3 Tyshawn Taylor: The lone four-year starter during the streak, Taylor played 33 minutes eight days after having surgery to repair a torn meniscus. KU had no shot of continuing its conference-title streak without a big freshman season from Taylor. He delivered. KU needed a big-scoring senior season from Taylor, who did not average double figures in his first three seasons, to keep the streak alive. Again, he delivered, averaging 16.6 points.

2 Brandon Rush: He and Andre Emmett of Texas Tech are the only three-time All-Big 12 first-team selections. Rush led the team in scoring in each of his three seasons in Lawrence. His blend of length and quick feet made him a terrific on-ball defender on a variety of different type scorers.

1 Sherron Collins: He played basketball the way late, great Joe Frazier boxed, forever the aggressor, always advancing, never retreating. He played a huge role on all four of his championship teams, going from a wild, super-quick freshman to a senior who didn’t have quite the same quickness because of a knee history and added pounds.

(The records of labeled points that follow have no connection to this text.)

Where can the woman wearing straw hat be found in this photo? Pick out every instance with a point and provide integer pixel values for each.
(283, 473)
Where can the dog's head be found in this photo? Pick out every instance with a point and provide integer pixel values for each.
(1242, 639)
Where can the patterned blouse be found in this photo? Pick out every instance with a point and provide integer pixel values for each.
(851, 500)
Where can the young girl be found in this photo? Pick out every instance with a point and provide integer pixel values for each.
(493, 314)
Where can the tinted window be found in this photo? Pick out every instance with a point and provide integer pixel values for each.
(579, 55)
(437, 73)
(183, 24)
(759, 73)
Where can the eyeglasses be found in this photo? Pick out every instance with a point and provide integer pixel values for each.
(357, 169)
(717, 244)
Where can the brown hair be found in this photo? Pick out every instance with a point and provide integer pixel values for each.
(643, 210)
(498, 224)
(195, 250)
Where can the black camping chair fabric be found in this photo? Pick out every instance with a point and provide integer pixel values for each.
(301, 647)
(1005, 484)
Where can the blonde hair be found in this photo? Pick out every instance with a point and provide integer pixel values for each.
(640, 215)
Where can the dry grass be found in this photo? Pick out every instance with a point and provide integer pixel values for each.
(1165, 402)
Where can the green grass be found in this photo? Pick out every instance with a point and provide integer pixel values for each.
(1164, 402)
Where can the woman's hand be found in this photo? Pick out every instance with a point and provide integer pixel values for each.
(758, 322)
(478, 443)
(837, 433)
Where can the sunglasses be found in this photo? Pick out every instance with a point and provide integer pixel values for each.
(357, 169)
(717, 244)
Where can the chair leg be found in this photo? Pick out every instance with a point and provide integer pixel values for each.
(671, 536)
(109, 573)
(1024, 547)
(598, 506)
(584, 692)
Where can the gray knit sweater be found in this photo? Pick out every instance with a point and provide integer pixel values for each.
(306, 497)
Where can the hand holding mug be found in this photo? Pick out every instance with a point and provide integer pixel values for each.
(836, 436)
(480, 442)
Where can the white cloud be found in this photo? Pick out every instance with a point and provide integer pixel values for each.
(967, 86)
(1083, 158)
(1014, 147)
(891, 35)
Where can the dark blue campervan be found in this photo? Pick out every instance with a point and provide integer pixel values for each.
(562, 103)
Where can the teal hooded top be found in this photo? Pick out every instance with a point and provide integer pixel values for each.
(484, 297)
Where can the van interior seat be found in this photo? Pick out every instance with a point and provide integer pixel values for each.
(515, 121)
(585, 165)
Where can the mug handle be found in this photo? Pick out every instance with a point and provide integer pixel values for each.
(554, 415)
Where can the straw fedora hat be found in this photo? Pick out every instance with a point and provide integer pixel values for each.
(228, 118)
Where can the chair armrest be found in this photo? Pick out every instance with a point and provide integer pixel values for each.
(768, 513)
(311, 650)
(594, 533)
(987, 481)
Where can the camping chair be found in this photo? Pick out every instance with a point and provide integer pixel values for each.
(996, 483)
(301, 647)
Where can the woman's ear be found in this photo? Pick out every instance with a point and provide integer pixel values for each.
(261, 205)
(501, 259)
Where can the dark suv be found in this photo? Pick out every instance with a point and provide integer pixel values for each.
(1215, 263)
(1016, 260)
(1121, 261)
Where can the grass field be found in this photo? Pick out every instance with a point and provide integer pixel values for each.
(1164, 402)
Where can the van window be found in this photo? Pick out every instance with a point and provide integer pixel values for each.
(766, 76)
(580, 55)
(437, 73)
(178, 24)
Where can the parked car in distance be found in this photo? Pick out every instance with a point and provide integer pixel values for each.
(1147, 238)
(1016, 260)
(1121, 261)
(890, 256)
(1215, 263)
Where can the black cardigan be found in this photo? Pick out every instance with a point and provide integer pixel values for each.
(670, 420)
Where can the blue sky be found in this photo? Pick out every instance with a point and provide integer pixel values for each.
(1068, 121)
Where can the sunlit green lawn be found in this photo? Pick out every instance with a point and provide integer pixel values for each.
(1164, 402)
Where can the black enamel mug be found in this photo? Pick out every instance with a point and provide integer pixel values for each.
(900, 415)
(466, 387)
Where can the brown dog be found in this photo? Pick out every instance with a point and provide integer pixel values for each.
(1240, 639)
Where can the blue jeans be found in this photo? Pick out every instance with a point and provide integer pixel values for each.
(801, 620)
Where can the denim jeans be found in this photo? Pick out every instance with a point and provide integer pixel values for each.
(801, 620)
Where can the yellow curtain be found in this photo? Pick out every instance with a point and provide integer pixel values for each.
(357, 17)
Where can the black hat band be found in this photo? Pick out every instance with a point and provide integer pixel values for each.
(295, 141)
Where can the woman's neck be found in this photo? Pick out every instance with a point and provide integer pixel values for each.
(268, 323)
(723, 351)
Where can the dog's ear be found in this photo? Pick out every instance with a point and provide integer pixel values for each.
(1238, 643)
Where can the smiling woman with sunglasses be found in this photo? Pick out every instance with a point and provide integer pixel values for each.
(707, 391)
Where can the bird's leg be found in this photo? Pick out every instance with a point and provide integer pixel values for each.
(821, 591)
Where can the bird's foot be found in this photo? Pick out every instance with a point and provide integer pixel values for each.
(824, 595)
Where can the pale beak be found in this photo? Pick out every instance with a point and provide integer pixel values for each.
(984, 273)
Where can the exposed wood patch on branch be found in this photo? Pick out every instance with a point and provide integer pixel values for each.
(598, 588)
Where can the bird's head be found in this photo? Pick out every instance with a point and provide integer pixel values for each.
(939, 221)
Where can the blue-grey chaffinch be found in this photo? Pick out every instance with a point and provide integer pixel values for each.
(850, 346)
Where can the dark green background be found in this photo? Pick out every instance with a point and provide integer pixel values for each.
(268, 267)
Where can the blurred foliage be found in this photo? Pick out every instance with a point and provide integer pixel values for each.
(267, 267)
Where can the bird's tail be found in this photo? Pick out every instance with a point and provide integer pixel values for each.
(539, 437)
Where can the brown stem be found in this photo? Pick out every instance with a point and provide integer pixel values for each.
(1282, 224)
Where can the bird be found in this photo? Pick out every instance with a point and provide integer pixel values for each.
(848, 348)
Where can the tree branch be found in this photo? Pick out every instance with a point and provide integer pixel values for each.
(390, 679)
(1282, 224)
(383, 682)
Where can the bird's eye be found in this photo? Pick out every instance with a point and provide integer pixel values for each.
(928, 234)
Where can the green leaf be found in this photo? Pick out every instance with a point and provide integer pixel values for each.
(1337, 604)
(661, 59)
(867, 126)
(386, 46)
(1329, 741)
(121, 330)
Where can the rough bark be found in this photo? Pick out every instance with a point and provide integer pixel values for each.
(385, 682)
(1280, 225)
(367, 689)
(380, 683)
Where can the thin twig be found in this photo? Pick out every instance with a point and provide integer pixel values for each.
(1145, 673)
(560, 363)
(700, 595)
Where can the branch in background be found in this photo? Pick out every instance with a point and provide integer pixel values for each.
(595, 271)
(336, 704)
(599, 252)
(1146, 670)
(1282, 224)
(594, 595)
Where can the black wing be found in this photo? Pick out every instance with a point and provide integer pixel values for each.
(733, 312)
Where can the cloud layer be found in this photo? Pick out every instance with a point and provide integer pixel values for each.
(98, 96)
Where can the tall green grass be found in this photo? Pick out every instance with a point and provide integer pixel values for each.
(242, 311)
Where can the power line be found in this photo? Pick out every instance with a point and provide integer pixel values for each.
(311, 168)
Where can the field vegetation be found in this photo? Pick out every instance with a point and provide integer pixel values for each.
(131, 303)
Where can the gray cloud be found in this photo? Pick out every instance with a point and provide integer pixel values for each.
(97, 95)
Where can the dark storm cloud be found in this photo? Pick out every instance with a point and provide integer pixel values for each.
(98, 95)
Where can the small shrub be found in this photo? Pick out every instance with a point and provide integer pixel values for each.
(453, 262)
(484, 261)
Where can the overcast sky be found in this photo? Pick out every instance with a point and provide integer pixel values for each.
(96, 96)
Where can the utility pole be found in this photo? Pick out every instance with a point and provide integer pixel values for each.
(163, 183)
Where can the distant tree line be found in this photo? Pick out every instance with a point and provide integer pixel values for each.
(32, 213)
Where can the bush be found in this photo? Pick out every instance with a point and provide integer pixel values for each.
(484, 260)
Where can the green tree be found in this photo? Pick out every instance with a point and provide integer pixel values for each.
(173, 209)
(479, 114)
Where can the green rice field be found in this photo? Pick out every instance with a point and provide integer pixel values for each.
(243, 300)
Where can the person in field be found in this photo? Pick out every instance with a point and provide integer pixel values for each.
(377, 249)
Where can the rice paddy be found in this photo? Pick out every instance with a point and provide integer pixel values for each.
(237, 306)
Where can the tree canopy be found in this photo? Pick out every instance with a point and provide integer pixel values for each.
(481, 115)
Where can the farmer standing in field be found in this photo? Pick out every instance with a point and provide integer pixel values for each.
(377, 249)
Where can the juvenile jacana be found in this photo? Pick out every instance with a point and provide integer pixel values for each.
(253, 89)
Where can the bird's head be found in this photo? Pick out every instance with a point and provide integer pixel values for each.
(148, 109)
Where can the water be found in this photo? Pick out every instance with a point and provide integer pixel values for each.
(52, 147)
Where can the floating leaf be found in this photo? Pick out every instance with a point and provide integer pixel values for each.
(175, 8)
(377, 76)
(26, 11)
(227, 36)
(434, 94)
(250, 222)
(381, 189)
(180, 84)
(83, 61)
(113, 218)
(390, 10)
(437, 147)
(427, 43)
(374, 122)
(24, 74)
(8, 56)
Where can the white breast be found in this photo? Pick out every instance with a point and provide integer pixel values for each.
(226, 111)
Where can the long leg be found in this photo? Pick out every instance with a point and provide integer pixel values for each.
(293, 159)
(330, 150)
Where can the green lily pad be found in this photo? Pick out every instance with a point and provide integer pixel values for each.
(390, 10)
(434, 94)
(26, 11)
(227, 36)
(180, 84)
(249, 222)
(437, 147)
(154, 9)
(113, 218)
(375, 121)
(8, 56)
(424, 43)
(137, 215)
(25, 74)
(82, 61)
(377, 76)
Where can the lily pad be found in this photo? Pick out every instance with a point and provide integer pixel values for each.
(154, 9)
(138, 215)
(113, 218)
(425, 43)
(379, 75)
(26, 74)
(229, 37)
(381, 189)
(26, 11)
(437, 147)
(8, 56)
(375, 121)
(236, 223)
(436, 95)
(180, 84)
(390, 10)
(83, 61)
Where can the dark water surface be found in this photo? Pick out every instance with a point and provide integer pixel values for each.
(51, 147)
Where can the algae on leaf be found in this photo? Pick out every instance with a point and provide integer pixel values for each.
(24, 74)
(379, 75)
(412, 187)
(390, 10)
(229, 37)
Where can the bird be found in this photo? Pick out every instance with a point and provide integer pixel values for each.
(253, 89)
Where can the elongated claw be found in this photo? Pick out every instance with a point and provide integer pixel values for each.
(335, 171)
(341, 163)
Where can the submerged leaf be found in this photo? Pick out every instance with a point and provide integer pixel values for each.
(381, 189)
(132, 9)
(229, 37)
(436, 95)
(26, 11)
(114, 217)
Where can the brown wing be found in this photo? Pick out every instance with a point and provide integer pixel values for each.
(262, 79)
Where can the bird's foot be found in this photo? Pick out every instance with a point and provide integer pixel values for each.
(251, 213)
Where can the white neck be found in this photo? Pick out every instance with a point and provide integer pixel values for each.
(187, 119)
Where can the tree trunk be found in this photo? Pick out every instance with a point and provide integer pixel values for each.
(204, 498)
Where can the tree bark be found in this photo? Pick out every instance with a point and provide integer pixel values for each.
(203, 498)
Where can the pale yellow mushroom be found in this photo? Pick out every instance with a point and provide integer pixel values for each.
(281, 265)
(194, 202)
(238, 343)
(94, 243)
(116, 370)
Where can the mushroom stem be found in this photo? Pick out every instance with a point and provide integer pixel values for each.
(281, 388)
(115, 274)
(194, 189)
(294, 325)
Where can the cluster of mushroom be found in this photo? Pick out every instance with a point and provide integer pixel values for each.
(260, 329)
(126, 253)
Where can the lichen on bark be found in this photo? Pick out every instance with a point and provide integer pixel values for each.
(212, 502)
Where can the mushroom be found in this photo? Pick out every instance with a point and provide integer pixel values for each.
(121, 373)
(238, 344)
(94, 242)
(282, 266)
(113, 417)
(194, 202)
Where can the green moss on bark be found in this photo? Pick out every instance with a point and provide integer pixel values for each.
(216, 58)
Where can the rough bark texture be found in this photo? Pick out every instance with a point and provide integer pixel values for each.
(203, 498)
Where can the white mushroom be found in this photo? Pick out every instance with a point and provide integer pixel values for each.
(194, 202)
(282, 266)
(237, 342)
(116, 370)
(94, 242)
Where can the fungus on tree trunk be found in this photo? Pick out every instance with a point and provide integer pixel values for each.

He more than compensated with savvy, slicing apart any opponent silly enough to try a zone defense against Kansas. An excellent finisher and shooter, Collins could get a shot whenever he wanted and knew how to dish to teammates after breaking down defenses on relentless drives to the hoop.

2016 NCAA Tournament Preview


Kevin Boone 6 years, 3 months ago

Great list! I would've put Russell Robinson in there somewhere alongside Chalmers, maybe ahead of Wiggins. We've had some tremendous players, and I think the streak is in good hands with our returning players. Rock Chalk!

Dirk Medema 6 years, 3 months ago

Withey is a great NBA compliment to TRob but at KU he often sat against teams with a perimeter 4 because neither was going very far from the paint.